Dies ist der zweite, der nicht funktioniert. Alle anderen vor diesen beiden haben gefruchtet. 

Habe Afterburner installiert, um die Lüfterkurve der Grafikkarte anzupassen. Sonst nichts.

Hmmm... Achievements. Wüsste ich grad nicht, ob die funktionieren.
Das wäre sowas wie: Schliesse 5 Kopf-an-Kopf-Rennen ab?


----------



## Galford (21. August 2018)

Man bekommt auch Achievements in Forza Horizon 3 für abgeschlossene Forzathon-Aufgaben - das stimmt. Aber eben auch für andere Sachen (Beispiel: "Erweitern sie ihr Horizon Festival zum ersten Mal")
In der Xbox-App kannst du bei Forza Horizon 3 auch unter Erfolge nachschauen, ob du Erfolge (Achievements) bekommen hast.

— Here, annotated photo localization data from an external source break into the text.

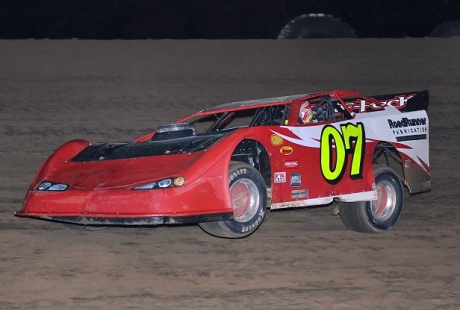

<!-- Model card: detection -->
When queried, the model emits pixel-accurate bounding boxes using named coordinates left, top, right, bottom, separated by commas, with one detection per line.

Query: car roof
left=196, top=90, right=374, bottom=114
left=198, top=94, right=309, bottom=114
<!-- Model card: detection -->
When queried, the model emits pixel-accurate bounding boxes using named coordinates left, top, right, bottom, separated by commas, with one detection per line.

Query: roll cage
left=186, top=104, right=292, bottom=134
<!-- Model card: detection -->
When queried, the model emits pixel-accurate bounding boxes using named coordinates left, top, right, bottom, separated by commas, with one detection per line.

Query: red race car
left=16, top=90, right=431, bottom=238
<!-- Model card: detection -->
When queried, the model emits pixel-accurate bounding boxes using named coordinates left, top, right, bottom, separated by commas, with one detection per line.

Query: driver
left=299, top=101, right=315, bottom=123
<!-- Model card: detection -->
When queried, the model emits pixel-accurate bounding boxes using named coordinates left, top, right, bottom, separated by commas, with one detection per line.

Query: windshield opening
left=185, top=105, right=289, bottom=134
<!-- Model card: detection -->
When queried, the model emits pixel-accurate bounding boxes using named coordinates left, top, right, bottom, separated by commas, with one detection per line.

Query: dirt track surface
left=1, top=39, right=459, bottom=309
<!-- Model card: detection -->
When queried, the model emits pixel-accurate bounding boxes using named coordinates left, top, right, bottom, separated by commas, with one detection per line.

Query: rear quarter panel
left=263, top=105, right=430, bottom=205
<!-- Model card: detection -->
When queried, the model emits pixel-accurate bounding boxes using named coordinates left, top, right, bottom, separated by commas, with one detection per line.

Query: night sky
left=1, top=0, right=459, bottom=39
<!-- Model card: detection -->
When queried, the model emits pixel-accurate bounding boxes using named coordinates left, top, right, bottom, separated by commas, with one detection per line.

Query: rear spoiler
left=371, top=90, right=429, bottom=112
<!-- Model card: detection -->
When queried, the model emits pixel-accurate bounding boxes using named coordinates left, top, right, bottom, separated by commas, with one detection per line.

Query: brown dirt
left=0, top=39, right=459, bottom=309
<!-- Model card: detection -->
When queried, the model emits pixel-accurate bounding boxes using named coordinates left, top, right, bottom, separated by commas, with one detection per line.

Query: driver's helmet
left=299, top=101, right=314, bottom=123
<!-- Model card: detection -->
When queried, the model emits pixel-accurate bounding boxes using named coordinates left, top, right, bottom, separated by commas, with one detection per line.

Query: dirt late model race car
left=16, top=90, right=431, bottom=238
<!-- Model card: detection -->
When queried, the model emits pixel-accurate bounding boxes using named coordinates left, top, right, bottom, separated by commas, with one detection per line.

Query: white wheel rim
left=230, top=178, right=260, bottom=223
left=371, top=180, right=397, bottom=221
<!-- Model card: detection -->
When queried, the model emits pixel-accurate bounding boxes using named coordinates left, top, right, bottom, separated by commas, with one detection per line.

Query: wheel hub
left=230, top=178, right=259, bottom=222
left=372, top=181, right=397, bottom=221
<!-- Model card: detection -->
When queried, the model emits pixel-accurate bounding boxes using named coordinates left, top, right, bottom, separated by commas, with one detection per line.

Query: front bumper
left=14, top=211, right=234, bottom=226
left=16, top=176, right=233, bottom=227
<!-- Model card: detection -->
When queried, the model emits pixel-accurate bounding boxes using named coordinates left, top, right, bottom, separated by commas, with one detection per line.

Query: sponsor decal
left=290, top=173, right=301, bottom=187
left=271, top=134, right=283, bottom=146
left=284, top=160, right=299, bottom=168
left=387, top=117, right=427, bottom=141
left=274, top=172, right=286, bottom=183
left=320, top=122, right=365, bottom=184
left=387, top=117, right=427, bottom=128
left=291, top=189, right=308, bottom=199
left=280, top=146, right=294, bottom=156
left=346, top=94, right=416, bottom=113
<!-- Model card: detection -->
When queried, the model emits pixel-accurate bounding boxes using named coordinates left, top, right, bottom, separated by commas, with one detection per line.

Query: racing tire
left=338, top=166, right=403, bottom=233
left=429, top=20, right=460, bottom=37
left=277, top=14, right=356, bottom=39
left=199, top=162, right=267, bottom=238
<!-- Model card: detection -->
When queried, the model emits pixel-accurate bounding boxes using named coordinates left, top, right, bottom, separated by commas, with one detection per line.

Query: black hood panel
left=71, top=133, right=228, bottom=162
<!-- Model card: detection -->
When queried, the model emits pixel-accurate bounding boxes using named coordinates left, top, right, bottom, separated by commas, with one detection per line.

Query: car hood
left=44, top=133, right=228, bottom=189
left=72, top=133, right=226, bottom=162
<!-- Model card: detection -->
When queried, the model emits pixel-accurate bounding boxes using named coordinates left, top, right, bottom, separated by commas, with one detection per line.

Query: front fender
left=181, top=129, right=258, bottom=211
left=31, top=139, right=91, bottom=189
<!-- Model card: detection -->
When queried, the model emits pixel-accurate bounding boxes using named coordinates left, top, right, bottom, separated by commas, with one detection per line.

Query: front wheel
left=338, top=167, right=403, bottom=233
left=199, top=162, right=267, bottom=238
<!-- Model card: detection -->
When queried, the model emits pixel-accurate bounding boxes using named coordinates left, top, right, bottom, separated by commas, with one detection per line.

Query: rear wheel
left=338, top=166, right=403, bottom=233
left=430, top=20, right=460, bottom=37
left=199, top=162, right=267, bottom=238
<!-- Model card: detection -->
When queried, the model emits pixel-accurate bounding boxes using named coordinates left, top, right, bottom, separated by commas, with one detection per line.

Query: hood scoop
left=152, top=123, right=196, bottom=141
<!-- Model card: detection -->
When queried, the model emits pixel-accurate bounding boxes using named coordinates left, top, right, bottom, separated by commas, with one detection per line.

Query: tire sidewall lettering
left=229, top=168, right=247, bottom=183
left=239, top=209, right=265, bottom=233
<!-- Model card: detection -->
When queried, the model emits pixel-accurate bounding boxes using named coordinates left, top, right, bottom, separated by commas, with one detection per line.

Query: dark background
left=1, top=0, right=460, bottom=39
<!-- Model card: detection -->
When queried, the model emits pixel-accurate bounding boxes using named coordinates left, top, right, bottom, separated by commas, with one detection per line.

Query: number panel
left=320, top=122, right=365, bottom=184
left=265, top=120, right=374, bottom=204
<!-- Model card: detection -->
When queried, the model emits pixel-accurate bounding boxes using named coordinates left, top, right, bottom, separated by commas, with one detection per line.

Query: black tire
left=429, top=20, right=460, bottom=37
left=278, top=14, right=356, bottom=39
left=199, top=162, right=267, bottom=238
left=338, top=166, right=403, bottom=233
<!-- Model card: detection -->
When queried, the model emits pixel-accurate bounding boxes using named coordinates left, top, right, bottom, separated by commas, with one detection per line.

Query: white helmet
left=299, top=101, right=314, bottom=123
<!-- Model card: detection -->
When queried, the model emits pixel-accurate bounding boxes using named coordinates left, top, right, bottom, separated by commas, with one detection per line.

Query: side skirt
left=23, top=212, right=234, bottom=226
left=270, top=191, right=376, bottom=210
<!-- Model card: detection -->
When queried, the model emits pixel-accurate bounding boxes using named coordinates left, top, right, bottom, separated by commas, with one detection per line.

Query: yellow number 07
left=320, top=122, right=365, bottom=184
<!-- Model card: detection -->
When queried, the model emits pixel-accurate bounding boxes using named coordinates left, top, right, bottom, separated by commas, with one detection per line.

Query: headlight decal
left=133, top=182, right=157, bottom=190
left=133, top=177, right=185, bottom=190
left=37, top=182, right=69, bottom=191
left=158, top=179, right=172, bottom=188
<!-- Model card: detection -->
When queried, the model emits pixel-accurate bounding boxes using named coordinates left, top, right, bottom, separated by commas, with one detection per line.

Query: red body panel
left=46, top=154, right=202, bottom=189
left=19, top=141, right=238, bottom=218
left=243, top=125, right=377, bottom=205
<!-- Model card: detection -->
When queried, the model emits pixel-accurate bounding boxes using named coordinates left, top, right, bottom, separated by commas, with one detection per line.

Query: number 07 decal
left=320, top=122, right=365, bottom=184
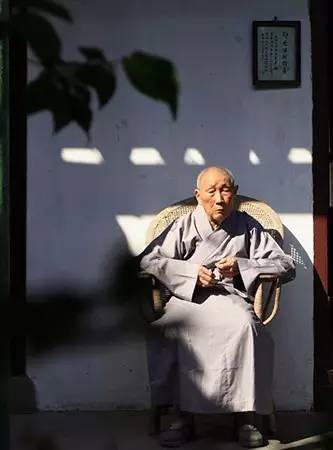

Ich habe leider den aktuellen Forzathon noch nicht gespielt, und kann jetzt gerade leider auch nicht testen ob die Aufgaben bei mir funktionieren. 

Wenn Englisch kein Problem ist, ist das offizielle Forum mit passenden Forzathon-Thread eine gute Anlaufstelle:
Forzathon - Page 259 - Horizon 3 Discussion - Forza Motorsport Forums


----------



## HollyD (21. August 2018)

Ok, dann schaue ich am Abend nach. Dann werde ich später wohl das Ganze mal neu Installieren.

Danke Dir, Galford


----------



## FrenzKTM (21. August 2018)

HollyD schrieb:


> *grab*
> 
> Habe nun das selbe Problem. Es heisst, ich müsse 3 Rennen in einem Retro Muscle gewinnen, eine Meisterschaft in einem Camaro gewinnen, eine Löffelliste erstellen und abschliessen und noch was.
> Habe dann in einem Reto Muscle Camaro eine Meisterschaft gemacht. DIE GOLIATH!!! Und nichts hat gezählt. Auch die erstelle Löffelliste (deren 3 ich erstellt und gewonnen habe) haben nicht gezählt.
> ...



Hi
Das ist ein Fehler. Es soll 3 Runden heißen.


----------



## ak1504 (21. August 2018)

Da stehts noch mal in englisch: Forza Motorsport - Forza Week in Review 8-17-18

Bei den Übersetzungen ging schon öfter was schief ^^


----------



## HollyD (21. August 2018)

"Complete 3 Races" sind doch nicht Runden sondern Rennen?


----------



## Galford (21. August 2018)

Natürlich sind es Rennen, und keine Runden. In Forza Horizon 3 kann ich mich an keine einzige Forzathon-Aufgabe erinnern, in der es hieß ich müsse eine bestimmte Rundenzahl fahren. Das ist in Forza Motorsport 7 recht üblich, aber überhaupt nicht in Horizon 3.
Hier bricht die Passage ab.